Nous allons découvrir dans cet espace un travail essentiellement mural avec différentes ambiances et univers. J’ai tenté d’être le plus ludique et varié possible afin de m’adapter aux enfants et ce qu’ils font tout au long de l’année avec leurs professeurs. Il y a également un aspect culturel, éducatif et social à travers mes influences ainsi que  sur les sujets traités. 

J’essaie de proposer une variété de visuels : des scènes, des portraits, des citations, des clins d’oeil, des détournements… et de supports : murs, toiles, encadrements et autres objets… 

Deux de mes amis interviennent également sur l’exposition. Oups que tout le monde connait avec ses rochers coccinelles et Yan, un talentueux sculpteur de têtes d’animaux. Chacun de leurs façon apportent un intérêt et une diversité supplémentaire à l’ensemble.   

Quel est votre processus créatif, de la genèse à la finition ?

Comme un architecte, j’ai posé le plan de l’appartement en définissant différents thèmes pour les pièces et un sens de visite. J’avais certaines idées bien précises en tête. J’ai créé de nouveaux visuels, j’ai inclus par la suite mes précédents travaux. Le reste s’est fait au fur et à mesure du temps passé dans ce lieu.

« United Nations of love » est une appellation d’expo très positive, romantique mais aussi engagée. Quel regard portez-vous sur votre rôle d’artiste par rapport à l’actualité et les différents conflits actuels?

J’ai toujours vu le rôle d’un artiste comme celui de témoin de la société dans laquelle il évolue. L’histoire de l’art ne se détache pas de celle de l’humanité. Tout ce que nous faisons doit être une inspiration pour notre prochain. Comme la médecine peut soigner le corps, j’aime à savoir que l’art peut soigner l’âme.

Le titre, ainsi que son logo sont un détournement de celui de l’organisation des Nations Unies.

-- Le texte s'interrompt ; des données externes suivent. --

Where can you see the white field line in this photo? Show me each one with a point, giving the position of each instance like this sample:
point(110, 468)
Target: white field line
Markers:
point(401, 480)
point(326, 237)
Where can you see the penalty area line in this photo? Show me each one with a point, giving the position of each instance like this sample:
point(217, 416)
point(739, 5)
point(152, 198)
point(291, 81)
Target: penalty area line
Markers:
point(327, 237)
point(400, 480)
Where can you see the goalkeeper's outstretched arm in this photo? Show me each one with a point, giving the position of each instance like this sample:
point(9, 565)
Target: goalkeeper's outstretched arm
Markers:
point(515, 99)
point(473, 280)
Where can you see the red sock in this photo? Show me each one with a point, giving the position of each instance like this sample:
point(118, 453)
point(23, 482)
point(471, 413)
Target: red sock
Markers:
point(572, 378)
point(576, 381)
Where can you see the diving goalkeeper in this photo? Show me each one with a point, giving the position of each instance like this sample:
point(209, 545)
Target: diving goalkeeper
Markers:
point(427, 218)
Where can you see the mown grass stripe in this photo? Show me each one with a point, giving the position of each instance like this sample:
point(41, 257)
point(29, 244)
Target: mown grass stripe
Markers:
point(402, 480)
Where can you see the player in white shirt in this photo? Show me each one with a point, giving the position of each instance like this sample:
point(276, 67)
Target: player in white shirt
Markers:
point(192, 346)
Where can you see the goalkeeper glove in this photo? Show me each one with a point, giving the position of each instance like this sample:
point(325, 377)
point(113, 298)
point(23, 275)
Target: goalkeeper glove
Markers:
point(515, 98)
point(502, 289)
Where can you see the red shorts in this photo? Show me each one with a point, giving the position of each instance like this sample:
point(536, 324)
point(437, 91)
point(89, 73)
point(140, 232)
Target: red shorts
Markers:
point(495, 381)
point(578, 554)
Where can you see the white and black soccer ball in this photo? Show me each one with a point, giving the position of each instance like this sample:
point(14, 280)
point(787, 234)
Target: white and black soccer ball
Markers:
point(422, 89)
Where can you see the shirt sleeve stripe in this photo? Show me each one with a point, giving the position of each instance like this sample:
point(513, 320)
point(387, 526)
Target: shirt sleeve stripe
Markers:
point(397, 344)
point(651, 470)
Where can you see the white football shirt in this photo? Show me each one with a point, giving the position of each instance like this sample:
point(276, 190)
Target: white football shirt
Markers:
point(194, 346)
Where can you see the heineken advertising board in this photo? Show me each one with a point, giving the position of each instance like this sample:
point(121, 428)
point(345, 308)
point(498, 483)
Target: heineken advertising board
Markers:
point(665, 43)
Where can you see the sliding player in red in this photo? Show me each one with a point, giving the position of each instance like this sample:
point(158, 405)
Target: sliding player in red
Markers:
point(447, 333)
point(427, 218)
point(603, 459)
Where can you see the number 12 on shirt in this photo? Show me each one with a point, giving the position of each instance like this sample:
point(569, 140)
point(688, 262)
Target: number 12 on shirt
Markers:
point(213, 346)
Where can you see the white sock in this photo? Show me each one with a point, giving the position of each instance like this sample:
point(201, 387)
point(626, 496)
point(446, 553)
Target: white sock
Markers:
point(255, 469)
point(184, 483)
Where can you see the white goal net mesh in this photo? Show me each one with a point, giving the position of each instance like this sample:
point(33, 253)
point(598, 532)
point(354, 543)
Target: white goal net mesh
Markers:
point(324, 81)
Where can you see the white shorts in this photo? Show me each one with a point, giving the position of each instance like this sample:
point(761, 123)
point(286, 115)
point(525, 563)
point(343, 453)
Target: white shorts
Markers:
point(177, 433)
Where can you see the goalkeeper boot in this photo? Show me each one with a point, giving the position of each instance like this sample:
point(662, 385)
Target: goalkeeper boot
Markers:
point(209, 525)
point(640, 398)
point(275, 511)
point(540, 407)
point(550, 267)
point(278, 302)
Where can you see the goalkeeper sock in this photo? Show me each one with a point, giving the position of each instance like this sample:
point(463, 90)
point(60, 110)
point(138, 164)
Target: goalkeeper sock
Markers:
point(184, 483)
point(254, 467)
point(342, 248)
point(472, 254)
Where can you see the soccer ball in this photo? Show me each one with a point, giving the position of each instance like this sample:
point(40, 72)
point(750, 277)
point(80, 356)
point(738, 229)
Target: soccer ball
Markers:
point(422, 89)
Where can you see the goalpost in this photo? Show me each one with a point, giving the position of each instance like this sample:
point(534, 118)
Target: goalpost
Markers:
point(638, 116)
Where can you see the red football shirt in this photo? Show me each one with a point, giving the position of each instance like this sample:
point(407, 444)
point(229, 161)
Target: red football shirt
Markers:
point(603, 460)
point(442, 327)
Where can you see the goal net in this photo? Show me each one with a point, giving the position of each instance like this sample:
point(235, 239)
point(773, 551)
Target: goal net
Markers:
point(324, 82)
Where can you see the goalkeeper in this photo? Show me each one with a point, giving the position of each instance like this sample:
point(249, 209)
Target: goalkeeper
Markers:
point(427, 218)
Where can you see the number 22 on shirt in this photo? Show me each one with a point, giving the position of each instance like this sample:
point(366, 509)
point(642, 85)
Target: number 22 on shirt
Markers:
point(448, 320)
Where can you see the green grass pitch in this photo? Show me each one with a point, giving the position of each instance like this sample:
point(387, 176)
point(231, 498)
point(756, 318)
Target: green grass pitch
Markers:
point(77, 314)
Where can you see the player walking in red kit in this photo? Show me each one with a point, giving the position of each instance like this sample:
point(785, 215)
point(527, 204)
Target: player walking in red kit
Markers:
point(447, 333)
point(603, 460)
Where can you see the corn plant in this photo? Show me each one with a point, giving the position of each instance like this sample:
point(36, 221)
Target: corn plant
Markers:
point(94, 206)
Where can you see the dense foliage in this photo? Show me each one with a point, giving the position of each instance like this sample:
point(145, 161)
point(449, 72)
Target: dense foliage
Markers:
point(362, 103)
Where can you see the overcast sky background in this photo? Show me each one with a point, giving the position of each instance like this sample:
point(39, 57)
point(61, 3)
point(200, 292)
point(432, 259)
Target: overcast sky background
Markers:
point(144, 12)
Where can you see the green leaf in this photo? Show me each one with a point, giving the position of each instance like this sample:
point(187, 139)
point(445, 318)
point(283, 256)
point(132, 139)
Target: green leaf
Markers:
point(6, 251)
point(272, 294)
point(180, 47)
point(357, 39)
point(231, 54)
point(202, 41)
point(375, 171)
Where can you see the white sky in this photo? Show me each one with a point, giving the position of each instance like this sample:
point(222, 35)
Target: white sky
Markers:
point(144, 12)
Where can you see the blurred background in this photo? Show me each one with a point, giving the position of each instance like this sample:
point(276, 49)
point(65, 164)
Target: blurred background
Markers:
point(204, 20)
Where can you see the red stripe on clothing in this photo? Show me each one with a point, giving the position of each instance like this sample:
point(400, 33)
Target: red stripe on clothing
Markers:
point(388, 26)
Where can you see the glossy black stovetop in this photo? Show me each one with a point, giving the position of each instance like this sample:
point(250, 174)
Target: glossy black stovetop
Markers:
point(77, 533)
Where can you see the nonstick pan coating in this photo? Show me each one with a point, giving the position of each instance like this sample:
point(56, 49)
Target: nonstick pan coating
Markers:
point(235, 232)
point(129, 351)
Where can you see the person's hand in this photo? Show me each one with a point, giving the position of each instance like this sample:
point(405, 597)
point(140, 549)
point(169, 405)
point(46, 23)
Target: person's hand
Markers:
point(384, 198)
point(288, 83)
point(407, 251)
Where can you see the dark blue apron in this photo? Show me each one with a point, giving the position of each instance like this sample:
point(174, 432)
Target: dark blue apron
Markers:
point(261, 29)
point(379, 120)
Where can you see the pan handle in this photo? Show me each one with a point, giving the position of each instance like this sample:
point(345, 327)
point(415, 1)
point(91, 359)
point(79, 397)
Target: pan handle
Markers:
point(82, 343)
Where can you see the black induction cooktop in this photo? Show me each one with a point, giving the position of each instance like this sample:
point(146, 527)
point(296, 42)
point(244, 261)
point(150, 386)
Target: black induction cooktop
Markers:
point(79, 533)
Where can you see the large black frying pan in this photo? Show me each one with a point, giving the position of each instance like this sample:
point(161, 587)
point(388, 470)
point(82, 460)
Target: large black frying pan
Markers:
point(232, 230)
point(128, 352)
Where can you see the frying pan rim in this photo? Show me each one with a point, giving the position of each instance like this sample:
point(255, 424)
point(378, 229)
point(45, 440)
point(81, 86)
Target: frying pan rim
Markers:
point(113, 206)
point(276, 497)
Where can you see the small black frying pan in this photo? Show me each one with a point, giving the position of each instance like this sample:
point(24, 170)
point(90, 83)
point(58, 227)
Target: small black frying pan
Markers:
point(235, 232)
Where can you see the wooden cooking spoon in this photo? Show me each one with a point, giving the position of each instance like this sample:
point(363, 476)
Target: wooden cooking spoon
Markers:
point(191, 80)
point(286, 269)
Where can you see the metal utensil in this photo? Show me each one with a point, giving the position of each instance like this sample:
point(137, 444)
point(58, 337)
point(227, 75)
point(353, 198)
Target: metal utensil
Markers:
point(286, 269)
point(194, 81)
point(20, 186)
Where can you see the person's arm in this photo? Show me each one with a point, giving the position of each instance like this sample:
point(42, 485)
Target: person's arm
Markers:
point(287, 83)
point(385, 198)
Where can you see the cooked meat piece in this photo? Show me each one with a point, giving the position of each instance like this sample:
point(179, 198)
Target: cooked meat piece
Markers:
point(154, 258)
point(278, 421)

C’est aussi un clin d’œil au rassemblement attendu pour nos futurs élections présidentielles. 

C’est également le constat de ce que me renvoie les personnes que je rencontre lorsqu’ils viennent coller des coeurs. J’ai l’impression que l’on est une nation d’amoureux conscients, inconscients, visibles et invisibles. 

Whose world is this ?, 2016 / Montpellier, France

Plus généralement, on sent la patte de Banksy dans vos pochoirs. Pourquoi appréciez-vous cet artiste ? Sa création qui vous paraît la plus forte ?

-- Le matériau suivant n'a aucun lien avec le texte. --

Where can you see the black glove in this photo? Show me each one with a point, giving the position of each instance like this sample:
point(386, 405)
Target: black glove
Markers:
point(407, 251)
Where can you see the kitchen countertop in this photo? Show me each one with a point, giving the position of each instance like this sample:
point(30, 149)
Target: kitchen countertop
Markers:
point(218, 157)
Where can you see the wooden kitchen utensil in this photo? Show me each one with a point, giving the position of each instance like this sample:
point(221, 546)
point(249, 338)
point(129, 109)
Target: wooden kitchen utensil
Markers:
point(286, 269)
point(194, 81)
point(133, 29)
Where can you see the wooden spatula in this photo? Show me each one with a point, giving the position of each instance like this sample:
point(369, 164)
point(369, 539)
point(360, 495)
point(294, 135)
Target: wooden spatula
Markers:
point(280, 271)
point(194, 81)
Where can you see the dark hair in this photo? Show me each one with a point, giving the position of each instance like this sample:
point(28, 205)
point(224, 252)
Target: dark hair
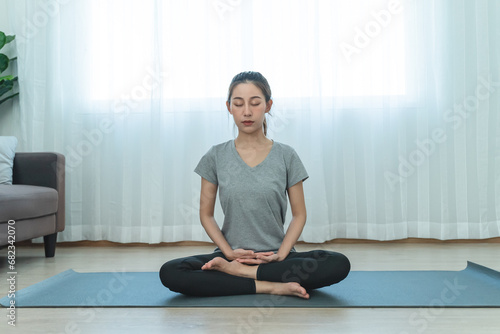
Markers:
point(254, 78)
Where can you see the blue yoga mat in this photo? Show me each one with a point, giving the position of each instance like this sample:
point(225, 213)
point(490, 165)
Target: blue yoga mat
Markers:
point(475, 286)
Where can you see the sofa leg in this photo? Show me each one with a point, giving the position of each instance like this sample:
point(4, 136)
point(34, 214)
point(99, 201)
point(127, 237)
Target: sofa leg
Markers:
point(50, 244)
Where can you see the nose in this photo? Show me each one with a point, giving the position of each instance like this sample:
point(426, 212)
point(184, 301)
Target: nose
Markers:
point(247, 112)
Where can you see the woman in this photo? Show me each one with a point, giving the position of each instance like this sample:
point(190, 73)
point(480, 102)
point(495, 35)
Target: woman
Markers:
point(253, 175)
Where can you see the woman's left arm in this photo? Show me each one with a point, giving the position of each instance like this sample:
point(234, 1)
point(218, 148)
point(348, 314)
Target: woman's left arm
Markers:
point(299, 215)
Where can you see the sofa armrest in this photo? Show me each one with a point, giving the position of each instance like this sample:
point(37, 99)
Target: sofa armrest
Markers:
point(43, 169)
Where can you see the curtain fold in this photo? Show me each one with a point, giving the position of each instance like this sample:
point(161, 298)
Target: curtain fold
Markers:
point(392, 106)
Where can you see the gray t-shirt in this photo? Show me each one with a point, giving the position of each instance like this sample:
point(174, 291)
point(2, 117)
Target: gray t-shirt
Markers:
point(253, 199)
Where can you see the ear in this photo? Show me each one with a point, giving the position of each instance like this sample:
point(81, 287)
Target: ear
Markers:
point(269, 104)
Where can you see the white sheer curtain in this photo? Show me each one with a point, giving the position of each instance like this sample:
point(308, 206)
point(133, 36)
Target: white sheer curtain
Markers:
point(392, 106)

Banksy est une grande inspiration. La force de son travail réside dans ses message et dépasse l’esthétique. C’est un personnage dont on se souviendra par ses actions. C’est une légende comme beaucoup d’autres artistes, politiciens ou penseurs. J’aime également sa façon de présenter ses expositions comme des concepts.

Vous êtes dans la peau du spectateur de votre exposition, quelle est votre réaction ?

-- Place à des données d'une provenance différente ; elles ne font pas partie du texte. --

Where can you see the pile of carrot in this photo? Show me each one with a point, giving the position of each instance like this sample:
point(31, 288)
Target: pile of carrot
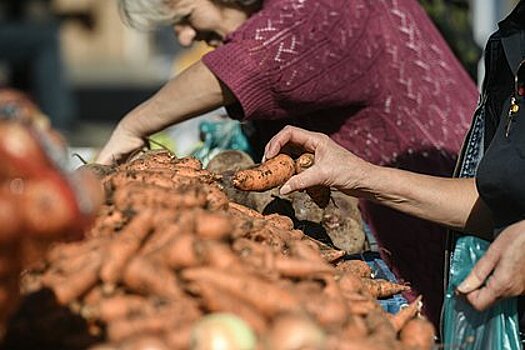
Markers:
point(168, 248)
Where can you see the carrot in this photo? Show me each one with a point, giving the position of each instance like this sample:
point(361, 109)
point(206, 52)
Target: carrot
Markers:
point(69, 288)
point(146, 278)
point(319, 194)
point(272, 173)
point(122, 249)
point(266, 297)
point(349, 283)
point(216, 198)
point(358, 268)
point(280, 221)
point(418, 333)
point(190, 162)
point(213, 226)
point(332, 255)
point(239, 208)
point(380, 288)
point(299, 268)
point(137, 196)
point(183, 251)
point(218, 300)
point(406, 314)
point(122, 306)
point(125, 328)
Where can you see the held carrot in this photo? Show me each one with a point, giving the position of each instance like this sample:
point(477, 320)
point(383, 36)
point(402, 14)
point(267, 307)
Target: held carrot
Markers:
point(272, 173)
point(380, 288)
point(319, 194)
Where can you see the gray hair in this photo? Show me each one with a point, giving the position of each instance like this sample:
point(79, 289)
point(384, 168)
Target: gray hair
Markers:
point(147, 14)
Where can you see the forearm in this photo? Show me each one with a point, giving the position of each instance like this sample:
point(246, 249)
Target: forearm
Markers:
point(454, 203)
point(193, 92)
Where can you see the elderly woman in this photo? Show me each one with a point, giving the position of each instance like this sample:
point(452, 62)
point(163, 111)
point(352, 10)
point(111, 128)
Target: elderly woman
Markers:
point(487, 199)
point(375, 76)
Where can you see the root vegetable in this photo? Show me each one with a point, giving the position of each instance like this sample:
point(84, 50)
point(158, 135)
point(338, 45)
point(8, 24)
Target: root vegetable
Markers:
point(214, 226)
point(356, 268)
point(218, 300)
point(268, 298)
point(127, 244)
point(273, 173)
point(379, 288)
point(293, 331)
point(147, 278)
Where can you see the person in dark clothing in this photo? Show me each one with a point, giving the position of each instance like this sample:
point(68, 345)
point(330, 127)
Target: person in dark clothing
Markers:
point(487, 197)
point(29, 44)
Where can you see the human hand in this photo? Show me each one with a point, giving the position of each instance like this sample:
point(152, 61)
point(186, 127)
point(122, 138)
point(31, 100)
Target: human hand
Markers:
point(121, 143)
point(334, 166)
point(499, 273)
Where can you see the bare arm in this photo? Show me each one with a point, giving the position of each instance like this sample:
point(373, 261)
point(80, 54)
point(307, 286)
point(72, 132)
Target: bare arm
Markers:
point(454, 203)
point(191, 93)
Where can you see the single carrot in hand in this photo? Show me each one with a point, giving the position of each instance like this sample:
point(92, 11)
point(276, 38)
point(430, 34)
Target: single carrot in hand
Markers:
point(272, 173)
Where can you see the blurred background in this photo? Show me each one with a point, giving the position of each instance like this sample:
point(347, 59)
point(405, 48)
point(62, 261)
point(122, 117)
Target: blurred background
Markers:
point(86, 69)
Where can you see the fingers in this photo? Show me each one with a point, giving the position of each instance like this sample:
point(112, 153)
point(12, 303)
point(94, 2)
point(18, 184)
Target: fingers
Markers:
point(307, 139)
point(308, 178)
point(482, 298)
point(481, 270)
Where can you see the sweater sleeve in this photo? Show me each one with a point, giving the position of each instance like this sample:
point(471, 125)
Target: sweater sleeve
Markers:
point(299, 56)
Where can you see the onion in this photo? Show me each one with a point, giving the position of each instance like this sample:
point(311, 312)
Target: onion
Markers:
point(222, 331)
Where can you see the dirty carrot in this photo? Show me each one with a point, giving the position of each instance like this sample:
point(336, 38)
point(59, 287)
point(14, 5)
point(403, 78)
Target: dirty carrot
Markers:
point(272, 173)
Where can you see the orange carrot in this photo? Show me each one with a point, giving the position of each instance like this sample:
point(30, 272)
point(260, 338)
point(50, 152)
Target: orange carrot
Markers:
point(146, 278)
point(268, 298)
point(380, 288)
point(358, 268)
point(125, 246)
point(273, 173)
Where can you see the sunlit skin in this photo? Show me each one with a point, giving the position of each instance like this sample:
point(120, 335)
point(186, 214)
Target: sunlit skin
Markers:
point(206, 20)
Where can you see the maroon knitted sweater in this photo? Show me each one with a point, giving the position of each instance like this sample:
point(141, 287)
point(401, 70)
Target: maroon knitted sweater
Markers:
point(378, 78)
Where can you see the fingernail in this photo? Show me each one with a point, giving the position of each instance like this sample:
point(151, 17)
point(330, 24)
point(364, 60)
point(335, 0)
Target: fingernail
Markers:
point(464, 287)
point(285, 189)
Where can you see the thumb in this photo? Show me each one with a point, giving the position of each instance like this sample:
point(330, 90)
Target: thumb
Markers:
point(308, 178)
point(481, 271)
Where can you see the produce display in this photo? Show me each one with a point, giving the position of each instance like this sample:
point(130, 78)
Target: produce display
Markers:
point(171, 263)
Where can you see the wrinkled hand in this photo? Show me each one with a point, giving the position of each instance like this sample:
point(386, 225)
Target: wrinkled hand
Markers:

Je repars avec la sensation d’avoir vécu un moment léger et positif, que je vais passer une belle journée, que nous vivons dans un monde toutefois positif et qu’on peut toujours faire quelque chose pour rendre ce monde plus beau.

Des projets pour 2017 ?

Une fresque sur la ville de Sète pour début juin. Reprendre le chemin de l’atelier de Palavas Les Flots cet été pour de nouvelles créations et expositions pour la rentrée de septembre.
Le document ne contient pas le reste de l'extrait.